A challenge for any company with an embedded anti-corruption compliance programme is implementing an anti-bribery management system as required by the ISO 37001 standard. Part of this challenge is ‘retrofitting’ some of your programme into the structure of a management system. While there are very significant similarities between an anti-corruption compliance programme and an anti-bribery management system, there are some areas that make a management system capable of being certified.
The main thing to remember is that a management system relies on documented evidence. You may ‘do something’, but you need to be able to prove it – especially if your management system is the subject of a certification audit.
Clause 4.3 of the ISO 37001 standard covers the ‘scope’ of your management system, which is one of the elements that is often overlooked when the company is doing a conversion from a compliance system to a management system. The scope sets the foundation for the management system, and, while most companies know the scope of their system, they have not adequately documented it. The assumption is that it is ‘global’, but in most cases that is not enough detail to satisfy the expectations of clause 4.3.
To ensure that the scope is adequately considered and documented:
- list the precise entities that are subject to the management system
- likewise, list those entities that are excluded (for example, minority interests in companies or perhaps certain joint ventures)

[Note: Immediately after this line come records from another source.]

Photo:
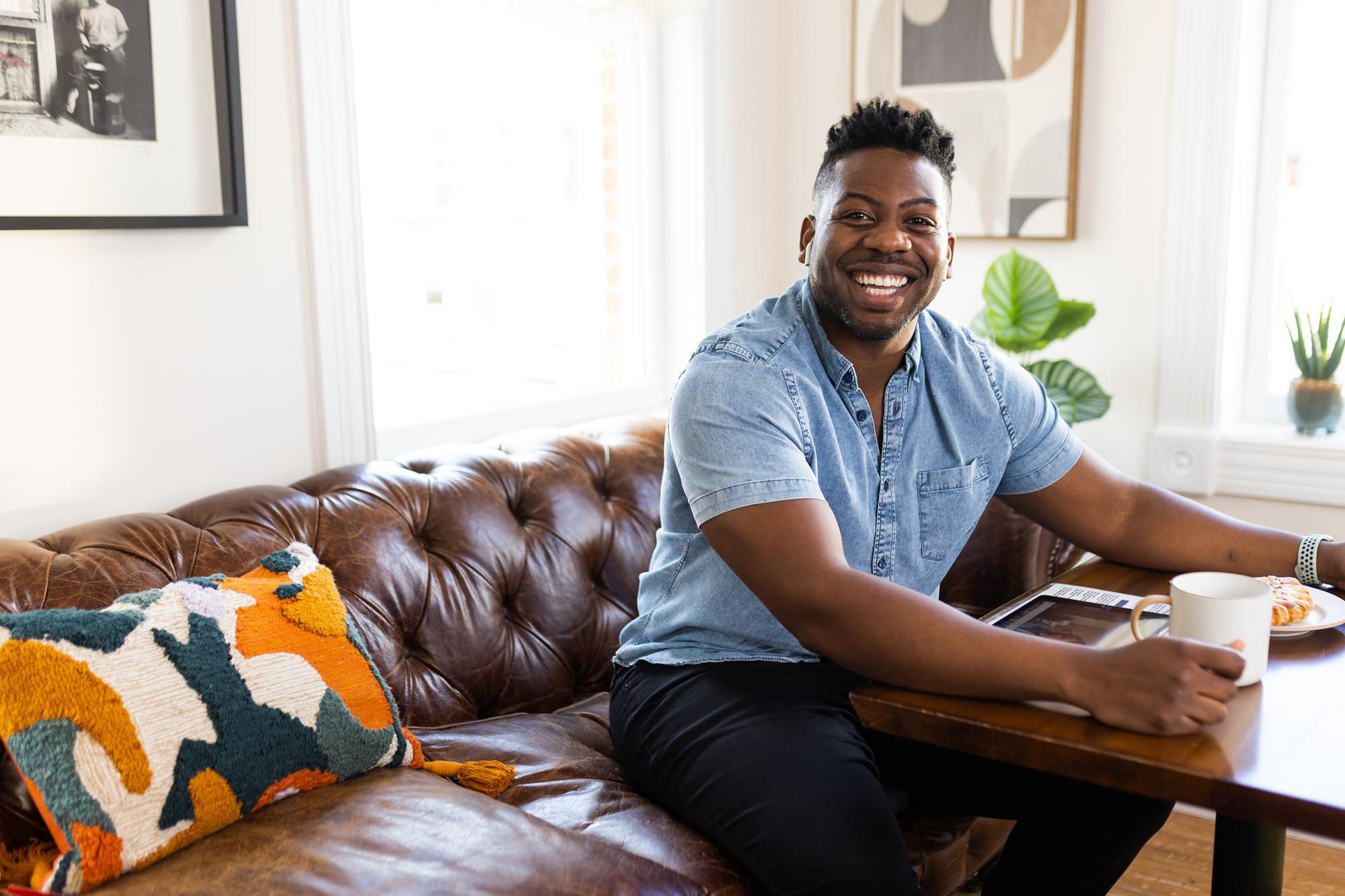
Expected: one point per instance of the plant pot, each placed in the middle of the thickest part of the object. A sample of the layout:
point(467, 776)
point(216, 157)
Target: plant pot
point(1315, 404)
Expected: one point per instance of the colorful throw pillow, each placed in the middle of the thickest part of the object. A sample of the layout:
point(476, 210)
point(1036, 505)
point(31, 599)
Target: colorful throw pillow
point(177, 710)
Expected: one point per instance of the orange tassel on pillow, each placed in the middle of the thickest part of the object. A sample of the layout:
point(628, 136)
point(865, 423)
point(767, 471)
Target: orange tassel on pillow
point(489, 776)
point(28, 866)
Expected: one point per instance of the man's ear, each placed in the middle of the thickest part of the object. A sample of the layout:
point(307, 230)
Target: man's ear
point(806, 233)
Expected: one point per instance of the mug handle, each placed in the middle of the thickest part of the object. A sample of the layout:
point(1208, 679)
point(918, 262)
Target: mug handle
point(1140, 608)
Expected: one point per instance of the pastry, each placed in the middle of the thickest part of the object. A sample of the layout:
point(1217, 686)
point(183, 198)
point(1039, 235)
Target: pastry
point(1292, 600)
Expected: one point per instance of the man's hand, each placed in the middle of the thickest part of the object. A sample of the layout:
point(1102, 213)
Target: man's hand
point(1159, 686)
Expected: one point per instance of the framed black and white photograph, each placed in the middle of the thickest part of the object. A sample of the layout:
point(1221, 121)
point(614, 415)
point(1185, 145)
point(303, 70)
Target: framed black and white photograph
point(120, 114)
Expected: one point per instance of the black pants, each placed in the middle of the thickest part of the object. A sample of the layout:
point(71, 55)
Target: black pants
point(770, 762)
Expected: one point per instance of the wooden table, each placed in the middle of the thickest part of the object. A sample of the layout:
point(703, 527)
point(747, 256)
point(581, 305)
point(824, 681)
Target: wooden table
point(1277, 762)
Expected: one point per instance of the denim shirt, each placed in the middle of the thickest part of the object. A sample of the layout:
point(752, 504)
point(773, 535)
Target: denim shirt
point(767, 409)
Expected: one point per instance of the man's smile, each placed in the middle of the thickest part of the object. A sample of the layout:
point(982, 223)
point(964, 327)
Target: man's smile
point(882, 290)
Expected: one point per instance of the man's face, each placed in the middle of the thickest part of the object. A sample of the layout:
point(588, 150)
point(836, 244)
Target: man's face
point(880, 241)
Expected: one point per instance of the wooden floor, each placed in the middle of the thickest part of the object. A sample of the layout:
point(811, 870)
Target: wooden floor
point(1178, 860)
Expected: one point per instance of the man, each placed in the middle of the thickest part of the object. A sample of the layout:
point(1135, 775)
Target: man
point(103, 37)
point(828, 456)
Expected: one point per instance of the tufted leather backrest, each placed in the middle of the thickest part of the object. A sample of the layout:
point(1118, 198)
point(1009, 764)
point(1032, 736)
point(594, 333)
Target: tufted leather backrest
point(485, 580)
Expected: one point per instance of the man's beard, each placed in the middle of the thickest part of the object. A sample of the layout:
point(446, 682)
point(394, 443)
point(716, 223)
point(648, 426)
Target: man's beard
point(876, 331)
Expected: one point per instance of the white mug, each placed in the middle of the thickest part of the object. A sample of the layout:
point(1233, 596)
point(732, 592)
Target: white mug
point(1219, 608)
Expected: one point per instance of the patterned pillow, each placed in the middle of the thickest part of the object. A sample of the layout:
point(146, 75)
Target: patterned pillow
point(177, 710)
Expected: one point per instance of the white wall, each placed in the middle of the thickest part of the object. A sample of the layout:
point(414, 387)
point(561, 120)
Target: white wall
point(142, 369)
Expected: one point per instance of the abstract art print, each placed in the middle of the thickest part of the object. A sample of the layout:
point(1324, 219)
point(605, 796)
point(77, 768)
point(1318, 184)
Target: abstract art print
point(1004, 77)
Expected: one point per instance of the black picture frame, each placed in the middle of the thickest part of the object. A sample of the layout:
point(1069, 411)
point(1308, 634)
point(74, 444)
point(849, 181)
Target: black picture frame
point(229, 119)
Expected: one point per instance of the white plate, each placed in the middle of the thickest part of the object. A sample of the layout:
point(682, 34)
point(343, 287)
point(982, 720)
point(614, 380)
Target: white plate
point(1328, 612)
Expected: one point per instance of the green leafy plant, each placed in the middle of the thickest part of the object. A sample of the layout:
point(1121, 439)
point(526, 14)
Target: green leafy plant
point(1024, 314)
point(1316, 354)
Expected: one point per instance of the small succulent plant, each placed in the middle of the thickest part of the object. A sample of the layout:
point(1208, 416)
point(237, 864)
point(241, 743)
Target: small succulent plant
point(1316, 353)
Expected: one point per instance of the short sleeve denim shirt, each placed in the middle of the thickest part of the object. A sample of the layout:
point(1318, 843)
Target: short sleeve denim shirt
point(767, 409)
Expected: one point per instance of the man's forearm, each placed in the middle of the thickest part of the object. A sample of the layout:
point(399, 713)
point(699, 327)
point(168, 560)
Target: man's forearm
point(1169, 532)
point(900, 637)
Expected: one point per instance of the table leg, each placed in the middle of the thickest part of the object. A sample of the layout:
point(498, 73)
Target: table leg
point(1249, 858)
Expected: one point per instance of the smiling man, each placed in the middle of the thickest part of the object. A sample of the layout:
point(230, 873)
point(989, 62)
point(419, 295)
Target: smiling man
point(828, 456)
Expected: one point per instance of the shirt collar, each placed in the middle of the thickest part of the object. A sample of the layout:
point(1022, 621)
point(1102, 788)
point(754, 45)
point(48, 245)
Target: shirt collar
point(837, 365)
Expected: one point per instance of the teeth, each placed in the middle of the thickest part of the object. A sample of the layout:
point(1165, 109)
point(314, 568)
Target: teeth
point(887, 282)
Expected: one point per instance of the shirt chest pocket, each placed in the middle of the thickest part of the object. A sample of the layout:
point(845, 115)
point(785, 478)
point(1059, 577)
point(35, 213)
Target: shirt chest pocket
point(952, 501)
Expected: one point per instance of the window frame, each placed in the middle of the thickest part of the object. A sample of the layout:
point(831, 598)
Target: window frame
point(1227, 60)
point(672, 270)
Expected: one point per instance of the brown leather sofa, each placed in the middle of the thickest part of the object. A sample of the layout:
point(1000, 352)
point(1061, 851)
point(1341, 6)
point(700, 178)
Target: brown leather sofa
point(490, 584)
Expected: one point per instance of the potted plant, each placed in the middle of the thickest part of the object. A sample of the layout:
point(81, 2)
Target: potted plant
point(1023, 315)
point(1315, 399)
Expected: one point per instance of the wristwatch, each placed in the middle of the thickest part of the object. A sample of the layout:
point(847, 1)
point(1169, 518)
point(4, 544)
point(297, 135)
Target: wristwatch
point(1307, 565)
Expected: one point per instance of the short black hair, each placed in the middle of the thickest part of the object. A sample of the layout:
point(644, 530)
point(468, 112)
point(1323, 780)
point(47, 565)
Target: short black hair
point(886, 124)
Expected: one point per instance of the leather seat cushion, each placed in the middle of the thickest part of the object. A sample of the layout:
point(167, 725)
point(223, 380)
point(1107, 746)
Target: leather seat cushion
point(400, 831)
point(568, 776)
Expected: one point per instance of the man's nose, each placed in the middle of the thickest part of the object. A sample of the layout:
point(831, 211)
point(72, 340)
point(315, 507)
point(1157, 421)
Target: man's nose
point(890, 239)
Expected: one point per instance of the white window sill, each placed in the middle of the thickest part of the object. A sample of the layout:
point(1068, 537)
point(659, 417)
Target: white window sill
point(1254, 460)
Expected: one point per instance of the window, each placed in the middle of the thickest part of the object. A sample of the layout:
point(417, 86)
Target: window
point(1252, 193)
point(1303, 185)
point(510, 190)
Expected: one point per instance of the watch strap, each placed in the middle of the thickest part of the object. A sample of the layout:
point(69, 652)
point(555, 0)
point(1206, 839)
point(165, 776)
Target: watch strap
point(1307, 565)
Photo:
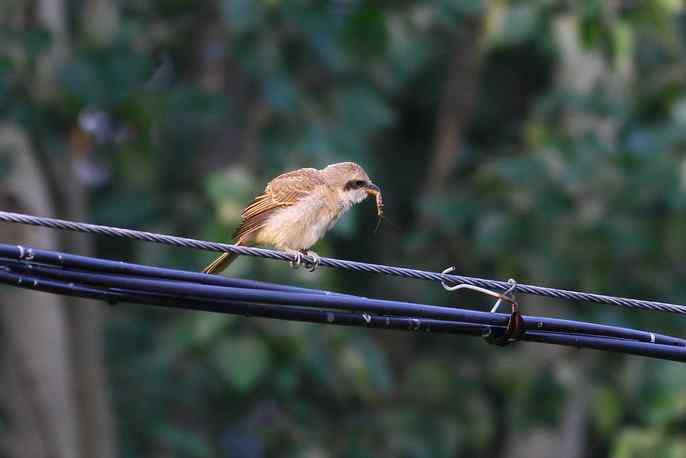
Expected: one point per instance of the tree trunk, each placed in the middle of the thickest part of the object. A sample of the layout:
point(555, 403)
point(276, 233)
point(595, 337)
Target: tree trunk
point(38, 372)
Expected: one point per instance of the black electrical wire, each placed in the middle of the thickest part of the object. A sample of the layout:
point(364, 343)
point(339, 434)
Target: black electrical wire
point(115, 282)
point(342, 264)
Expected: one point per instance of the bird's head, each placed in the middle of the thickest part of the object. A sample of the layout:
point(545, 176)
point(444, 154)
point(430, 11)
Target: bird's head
point(350, 181)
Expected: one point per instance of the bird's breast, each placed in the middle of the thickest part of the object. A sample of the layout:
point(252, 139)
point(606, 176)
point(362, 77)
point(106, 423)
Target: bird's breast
point(298, 226)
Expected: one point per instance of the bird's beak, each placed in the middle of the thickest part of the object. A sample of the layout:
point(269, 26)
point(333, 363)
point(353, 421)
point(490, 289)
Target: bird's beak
point(372, 189)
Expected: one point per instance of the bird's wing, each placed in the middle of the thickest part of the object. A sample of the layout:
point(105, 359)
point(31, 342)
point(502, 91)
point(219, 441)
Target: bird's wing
point(283, 191)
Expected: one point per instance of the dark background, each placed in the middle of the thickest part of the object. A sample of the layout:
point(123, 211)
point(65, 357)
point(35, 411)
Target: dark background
point(542, 140)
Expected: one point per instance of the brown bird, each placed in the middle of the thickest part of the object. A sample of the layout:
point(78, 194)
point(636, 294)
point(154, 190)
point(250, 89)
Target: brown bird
point(297, 208)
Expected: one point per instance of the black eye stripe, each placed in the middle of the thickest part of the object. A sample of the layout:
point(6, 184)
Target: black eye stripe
point(354, 184)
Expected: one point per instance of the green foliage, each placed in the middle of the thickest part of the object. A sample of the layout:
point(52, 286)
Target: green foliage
point(577, 187)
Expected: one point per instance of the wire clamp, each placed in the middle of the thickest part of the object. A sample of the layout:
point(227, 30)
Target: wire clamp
point(506, 296)
point(515, 324)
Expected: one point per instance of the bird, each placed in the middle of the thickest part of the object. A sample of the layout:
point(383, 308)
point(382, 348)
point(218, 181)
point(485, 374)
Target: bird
point(297, 208)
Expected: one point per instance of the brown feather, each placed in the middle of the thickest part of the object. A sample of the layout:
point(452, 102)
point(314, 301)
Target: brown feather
point(283, 191)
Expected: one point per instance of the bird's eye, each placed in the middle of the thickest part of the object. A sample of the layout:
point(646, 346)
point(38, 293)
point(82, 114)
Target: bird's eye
point(354, 184)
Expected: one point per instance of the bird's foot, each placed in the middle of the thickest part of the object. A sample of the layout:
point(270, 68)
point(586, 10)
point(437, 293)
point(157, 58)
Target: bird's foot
point(316, 259)
point(295, 264)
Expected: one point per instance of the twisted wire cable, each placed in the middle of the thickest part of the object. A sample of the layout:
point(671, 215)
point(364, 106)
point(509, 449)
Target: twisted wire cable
point(115, 282)
point(341, 264)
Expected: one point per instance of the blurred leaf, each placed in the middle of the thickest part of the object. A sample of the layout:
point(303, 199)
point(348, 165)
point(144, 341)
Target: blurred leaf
point(243, 361)
point(365, 31)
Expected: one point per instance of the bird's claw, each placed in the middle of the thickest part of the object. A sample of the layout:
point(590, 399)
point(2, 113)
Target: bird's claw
point(312, 266)
point(298, 260)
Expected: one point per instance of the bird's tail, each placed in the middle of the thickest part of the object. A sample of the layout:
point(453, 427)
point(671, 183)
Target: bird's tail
point(221, 263)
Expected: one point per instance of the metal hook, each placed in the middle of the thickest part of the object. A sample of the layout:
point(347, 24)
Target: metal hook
point(505, 296)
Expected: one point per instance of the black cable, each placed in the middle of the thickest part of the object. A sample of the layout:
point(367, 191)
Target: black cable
point(341, 264)
point(115, 282)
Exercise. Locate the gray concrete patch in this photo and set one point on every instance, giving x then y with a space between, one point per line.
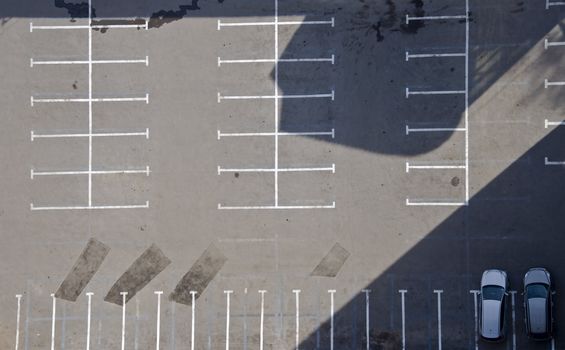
199 276
139 274
83 270
332 262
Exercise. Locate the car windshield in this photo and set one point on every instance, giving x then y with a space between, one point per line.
492 293
536 291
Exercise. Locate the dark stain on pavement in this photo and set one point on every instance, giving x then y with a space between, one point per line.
332 262
83 270
140 273
199 276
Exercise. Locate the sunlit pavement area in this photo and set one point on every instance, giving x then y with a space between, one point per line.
280 174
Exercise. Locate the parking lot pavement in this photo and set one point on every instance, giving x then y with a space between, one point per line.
143 123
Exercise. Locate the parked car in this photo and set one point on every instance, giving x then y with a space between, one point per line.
494 290
538 304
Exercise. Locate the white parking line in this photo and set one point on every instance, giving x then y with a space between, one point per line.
438 292
367 319
54 312
403 306
19 298
275 23
548 44
158 336
434 55
227 293
332 310
297 319
89 295
124 294
193 318
476 313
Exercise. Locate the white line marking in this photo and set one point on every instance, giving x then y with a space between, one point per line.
273 170
445 166
402 293
438 292
275 97
19 297
423 18
297 319
157 341
433 55
409 130
145 171
286 207
367 326
275 23
54 308
89 135
89 295
548 44
548 123
227 293
251 134
79 62
89 100
332 309
475 293
513 298
411 202
548 83
261 338
434 92
274 60
124 294
193 318
95 207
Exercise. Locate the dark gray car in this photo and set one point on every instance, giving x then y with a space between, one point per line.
538 304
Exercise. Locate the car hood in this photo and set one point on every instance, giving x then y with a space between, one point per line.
536 276
494 277
490 321
538 320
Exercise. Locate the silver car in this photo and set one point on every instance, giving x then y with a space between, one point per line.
538 304
494 290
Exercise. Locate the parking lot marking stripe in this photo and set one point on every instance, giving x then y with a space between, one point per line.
267 97
445 166
274 23
403 306
434 92
158 336
124 295
424 18
367 326
475 293
89 295
297 319
409 130
548 44
274 170
302 133
513 298
438 292
193 318
548 123
19 298
227 293
433 55
332 309
78 62
284 207
145 171
54 312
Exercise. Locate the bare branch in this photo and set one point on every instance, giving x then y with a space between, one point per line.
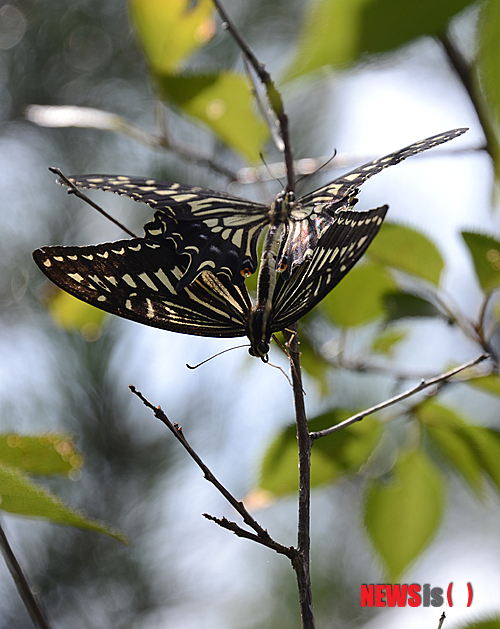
302 560
290 552
464 73
176 430
32 605
402 396
90 118
273 94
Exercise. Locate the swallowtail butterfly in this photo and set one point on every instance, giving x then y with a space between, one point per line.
219 232
136 279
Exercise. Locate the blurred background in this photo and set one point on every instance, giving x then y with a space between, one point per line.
181 570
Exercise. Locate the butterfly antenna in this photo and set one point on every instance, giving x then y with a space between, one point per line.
317 170
215 356
282 371
78 193
292 364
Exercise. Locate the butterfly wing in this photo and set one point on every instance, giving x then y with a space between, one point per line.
218 231
136 278
315 211
341 246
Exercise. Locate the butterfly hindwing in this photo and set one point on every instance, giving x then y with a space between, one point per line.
219 232
135 279
315 211
342 245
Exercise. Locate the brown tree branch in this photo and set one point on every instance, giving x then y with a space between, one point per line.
32 605
402 396
176 430
464 73
301 563
273 95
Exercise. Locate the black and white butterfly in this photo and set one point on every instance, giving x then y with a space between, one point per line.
136 279
218 232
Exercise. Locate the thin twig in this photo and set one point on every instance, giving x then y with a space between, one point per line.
263 111
78 193
239 532
176 430
32 605
402 396
302 561
463 70
273 94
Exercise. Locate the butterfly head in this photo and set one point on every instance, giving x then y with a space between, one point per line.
258 334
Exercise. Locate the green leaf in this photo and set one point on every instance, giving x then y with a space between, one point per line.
339 454
400 305
453 438
169 32
44 454
488 64
339 33
485 251
470 449
224 102
21 496
407 250
72 314
359 298
384 342
487 445
402 514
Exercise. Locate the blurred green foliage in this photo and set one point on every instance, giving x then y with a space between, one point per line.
86 53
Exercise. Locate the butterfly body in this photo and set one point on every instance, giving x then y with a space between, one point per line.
136 279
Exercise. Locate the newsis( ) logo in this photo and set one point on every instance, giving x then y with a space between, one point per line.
413 594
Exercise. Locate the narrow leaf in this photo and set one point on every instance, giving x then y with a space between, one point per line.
44 454
339 33
400 305
402 514
407 250
485 251
21 496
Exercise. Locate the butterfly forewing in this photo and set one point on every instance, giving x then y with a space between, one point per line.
315 211
135 279
342 245
218 231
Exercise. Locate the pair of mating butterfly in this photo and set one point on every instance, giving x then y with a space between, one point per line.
187 273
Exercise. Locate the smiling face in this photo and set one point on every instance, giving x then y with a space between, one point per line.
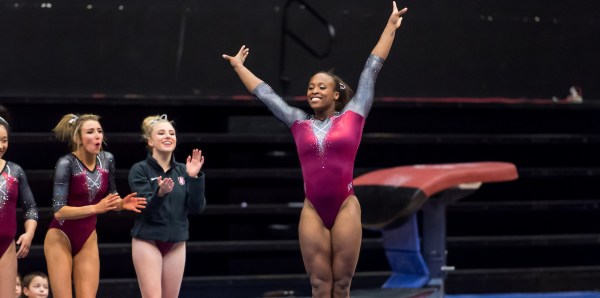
163 138
3 140
321 93
38 288
91 137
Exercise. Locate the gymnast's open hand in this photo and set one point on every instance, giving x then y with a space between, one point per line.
194 163
239 58
396 17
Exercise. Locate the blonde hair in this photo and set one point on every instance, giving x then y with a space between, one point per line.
148 125
69 127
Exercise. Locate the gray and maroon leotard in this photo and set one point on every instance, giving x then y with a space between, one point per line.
13 185
327 148
77 186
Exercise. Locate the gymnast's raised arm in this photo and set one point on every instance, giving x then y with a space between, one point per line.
263 91
363 100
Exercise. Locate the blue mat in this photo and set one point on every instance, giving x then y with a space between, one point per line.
531 295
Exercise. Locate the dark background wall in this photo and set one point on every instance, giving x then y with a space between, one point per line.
471 48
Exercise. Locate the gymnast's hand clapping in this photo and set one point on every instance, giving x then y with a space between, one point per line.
165 186
110 202
133 203
194 163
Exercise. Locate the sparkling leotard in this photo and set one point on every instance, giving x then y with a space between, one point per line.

- list in full all of the laws, regulations, industry codes and other agreements that form part of your management system, so people can see exactly what your system is managing in terms of legislation and observations
- clarify what ‘governing body’ and ‘top management’ mean for each of the entities covered by the management system by mapping out who and what they are (for example, is the governing body the top level of the company headquarters and top management each entity’s local top level, or is there a governing body and top management at each level of each subsidiary?).
While not as vital, it is also good practice to include:
- other management factors, such as the key people involved, the role of compliance and integrity in organisations, and the role of part-time resources (often known as compliance champions or ambassadors)
- the key risks that you are building the management system around – while the risk assessment is covered in clause 4.5 of the standard, it is good practice to include some reference to key risks in the documentation of your scope to show that you have thought through the basic bribery risk areas and that your scope covers these (or, equally as important, that your scope does not cover them and why).
Remember, you define what is in and out of scope for your management system. If something is not included, you can still operate a compliance programme to manage any associated risks.
Regardless of which area of a management system you are developing, the key is documenting the thought process and ensuring that you have the evidence to prove the steps you took. As highlighted above, the risk is for those that are moving from an embedded compliance programme into a management system, as some of these more foundational areas are often overlooked and not documented.